Kritisi Tanam Singkong untuk Food Estate, Politisi Demokrat: Sama Saja Buang Emas untuk Dapat Perak

Program tanam singkong dalam proyek food estate pemerintah dianggap anggota Komisi IV DPR RI Suhardi Duka kebijakan yang keliru. Alasannya, proyek tersebut dilakukan dengan cara mengkonversi kawasan hutan yang masih alami.

Selanjutnya diganti dengan tanam singkong sebagai upaya menambah cadangan pangan strategis. “Kawasan hutan yang masih alami itu bagaikan emas. Jadi, kita membuang emas untuk menanam suatu yang bagaikan perak," tegas Suhardi.

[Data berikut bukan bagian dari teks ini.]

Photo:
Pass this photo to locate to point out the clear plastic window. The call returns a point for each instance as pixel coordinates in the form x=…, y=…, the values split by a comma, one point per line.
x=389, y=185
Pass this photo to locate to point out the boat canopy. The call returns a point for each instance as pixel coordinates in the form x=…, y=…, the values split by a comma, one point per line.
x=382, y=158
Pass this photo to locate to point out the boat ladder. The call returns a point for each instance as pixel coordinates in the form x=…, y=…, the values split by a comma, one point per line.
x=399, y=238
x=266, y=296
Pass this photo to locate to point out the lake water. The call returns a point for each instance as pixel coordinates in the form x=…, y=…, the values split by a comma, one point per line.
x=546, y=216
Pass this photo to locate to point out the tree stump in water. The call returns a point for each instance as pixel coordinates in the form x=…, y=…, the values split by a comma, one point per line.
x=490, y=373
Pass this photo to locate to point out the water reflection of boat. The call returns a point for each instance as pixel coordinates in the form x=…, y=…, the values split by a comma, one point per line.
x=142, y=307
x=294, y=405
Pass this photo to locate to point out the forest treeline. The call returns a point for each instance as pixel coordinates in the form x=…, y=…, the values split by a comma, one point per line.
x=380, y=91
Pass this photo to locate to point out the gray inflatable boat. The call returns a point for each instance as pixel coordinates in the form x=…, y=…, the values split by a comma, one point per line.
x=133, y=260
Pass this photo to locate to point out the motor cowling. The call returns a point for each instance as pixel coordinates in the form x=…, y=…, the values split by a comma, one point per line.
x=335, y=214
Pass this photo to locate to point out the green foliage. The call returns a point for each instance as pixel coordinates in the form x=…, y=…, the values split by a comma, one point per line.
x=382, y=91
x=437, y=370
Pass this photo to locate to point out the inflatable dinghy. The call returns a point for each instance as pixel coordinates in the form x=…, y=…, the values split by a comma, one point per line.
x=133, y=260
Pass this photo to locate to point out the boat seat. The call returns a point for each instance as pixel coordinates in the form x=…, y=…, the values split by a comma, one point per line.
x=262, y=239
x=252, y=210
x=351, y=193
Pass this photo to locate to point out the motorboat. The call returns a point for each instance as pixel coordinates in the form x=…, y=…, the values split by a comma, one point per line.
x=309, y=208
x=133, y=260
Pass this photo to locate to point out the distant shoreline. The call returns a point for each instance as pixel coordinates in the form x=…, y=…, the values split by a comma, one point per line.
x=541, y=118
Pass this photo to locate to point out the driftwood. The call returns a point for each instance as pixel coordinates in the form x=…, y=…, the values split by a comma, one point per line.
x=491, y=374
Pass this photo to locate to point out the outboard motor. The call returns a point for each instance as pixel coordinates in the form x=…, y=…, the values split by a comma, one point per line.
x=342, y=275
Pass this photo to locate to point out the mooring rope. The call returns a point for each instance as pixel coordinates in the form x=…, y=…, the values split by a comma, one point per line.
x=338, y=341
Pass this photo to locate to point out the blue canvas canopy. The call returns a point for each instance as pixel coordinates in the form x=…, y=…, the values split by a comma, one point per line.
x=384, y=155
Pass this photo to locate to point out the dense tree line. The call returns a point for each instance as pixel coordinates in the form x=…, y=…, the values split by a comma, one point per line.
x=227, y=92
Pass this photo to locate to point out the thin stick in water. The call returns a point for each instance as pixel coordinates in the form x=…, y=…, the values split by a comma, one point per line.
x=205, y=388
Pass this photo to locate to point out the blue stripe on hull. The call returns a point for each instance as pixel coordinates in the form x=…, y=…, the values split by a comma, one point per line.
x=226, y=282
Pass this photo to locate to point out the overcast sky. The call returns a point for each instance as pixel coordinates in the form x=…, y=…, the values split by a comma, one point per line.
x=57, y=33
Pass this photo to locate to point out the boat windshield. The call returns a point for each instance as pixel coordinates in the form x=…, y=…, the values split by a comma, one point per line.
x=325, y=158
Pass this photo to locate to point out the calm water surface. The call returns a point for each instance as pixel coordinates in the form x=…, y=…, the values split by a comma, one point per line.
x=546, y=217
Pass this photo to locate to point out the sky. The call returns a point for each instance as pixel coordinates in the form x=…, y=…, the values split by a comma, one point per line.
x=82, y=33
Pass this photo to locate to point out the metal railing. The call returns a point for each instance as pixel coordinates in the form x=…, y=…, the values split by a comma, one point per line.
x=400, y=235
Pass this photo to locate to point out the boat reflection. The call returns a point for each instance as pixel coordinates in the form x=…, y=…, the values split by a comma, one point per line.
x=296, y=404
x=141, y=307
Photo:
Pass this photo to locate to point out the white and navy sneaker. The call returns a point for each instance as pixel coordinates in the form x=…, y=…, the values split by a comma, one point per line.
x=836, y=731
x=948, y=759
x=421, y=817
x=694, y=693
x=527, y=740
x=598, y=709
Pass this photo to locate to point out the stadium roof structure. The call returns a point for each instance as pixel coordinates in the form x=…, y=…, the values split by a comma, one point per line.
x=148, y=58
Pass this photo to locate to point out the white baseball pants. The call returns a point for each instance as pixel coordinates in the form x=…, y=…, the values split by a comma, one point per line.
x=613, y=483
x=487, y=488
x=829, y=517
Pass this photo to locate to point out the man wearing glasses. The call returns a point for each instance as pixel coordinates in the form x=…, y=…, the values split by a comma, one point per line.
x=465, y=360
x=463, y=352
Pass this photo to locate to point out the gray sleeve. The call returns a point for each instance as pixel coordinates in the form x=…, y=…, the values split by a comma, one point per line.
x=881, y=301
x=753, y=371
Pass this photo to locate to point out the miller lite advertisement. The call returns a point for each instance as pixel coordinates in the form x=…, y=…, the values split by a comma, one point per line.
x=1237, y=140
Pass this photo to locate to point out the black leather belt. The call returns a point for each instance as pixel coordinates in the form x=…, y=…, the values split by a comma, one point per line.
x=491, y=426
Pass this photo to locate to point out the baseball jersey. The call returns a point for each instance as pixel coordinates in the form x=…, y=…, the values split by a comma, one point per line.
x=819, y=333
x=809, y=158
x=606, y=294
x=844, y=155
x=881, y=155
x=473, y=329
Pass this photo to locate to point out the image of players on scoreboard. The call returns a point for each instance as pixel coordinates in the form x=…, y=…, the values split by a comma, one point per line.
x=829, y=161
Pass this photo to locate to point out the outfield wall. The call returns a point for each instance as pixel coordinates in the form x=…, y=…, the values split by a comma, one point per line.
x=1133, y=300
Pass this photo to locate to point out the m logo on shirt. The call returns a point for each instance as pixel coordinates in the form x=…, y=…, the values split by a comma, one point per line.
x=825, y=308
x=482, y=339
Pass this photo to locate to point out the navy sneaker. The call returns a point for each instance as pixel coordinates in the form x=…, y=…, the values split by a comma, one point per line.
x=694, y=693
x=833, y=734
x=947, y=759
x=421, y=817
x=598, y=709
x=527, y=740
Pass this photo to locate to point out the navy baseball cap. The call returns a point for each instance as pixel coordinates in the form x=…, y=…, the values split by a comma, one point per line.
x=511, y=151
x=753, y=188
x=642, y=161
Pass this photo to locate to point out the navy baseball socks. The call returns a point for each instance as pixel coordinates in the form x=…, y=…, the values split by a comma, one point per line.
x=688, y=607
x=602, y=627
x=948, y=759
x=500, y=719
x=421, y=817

"Bayangkan, bagaimana daya dukung ekonomi terhadap singkong itu dibandingkan dengan daya dukung ekonomi terhadap lingkungan itu sendiri. Kita salah mengambil prioritas dalam mengambil kebijakan,” ujar Suhardi lagi.

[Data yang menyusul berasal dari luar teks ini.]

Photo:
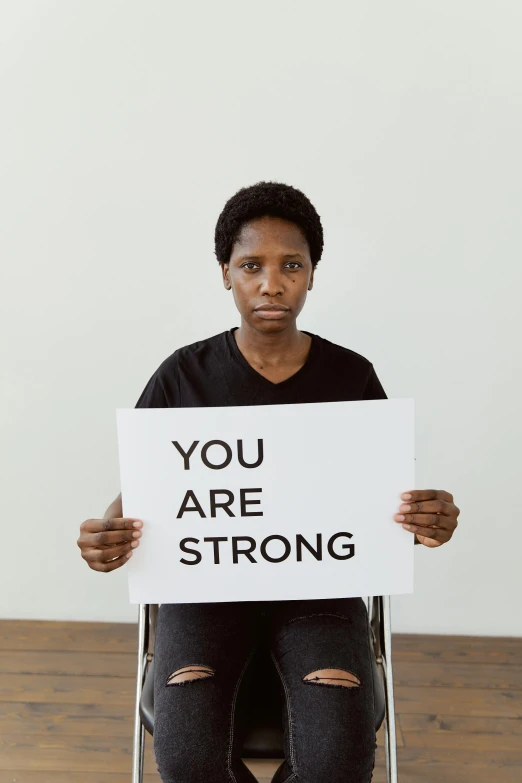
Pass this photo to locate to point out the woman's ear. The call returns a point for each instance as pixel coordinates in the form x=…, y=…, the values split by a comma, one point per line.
x=226, y=276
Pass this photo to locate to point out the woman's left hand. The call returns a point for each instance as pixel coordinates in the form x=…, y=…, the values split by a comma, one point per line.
x=429, y=513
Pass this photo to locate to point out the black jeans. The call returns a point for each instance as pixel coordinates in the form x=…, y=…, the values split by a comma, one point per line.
x=329, y=728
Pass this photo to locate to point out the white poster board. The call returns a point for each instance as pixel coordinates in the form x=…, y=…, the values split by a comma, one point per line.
x=302, y=506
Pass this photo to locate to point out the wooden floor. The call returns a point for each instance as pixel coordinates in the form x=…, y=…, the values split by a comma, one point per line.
x=67, y=700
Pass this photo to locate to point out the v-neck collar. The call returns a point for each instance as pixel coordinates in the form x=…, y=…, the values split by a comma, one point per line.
x=238, y=356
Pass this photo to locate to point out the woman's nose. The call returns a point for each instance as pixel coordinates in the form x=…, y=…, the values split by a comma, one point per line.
x=272, y=284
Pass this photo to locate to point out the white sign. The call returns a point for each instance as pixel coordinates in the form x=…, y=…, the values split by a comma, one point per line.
x=268, y=502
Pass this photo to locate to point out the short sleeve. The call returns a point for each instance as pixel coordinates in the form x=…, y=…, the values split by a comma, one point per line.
x=373, y=389
x=153, y=395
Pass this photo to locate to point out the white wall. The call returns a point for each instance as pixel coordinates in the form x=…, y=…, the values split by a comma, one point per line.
x=125, y=127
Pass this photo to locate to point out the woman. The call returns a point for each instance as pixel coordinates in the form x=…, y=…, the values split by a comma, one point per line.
x=268, y=241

Anggota Fraksi Partai Demokrat DPR RI ini menambahkan kepentingan rakyat dalam proyek food estate tersebut dinilai kecil. Jika dibandingkan kepentingan perusahaan (korporasi) yang mengelolanya, atau yang disebut dengan off-taker.

Karena itu, Suhardi meminta agar tidak mengambil kebijakan yang bersifat jangka pendek dan bersifat ekonomi semata.

“Negara Indonesia ini kaya. Tetapi, kalau kita salah dalam me-manage dalam jangka pendek kita kehilangan segalanya,” kata Suhardi dilansir Selasa (23/11).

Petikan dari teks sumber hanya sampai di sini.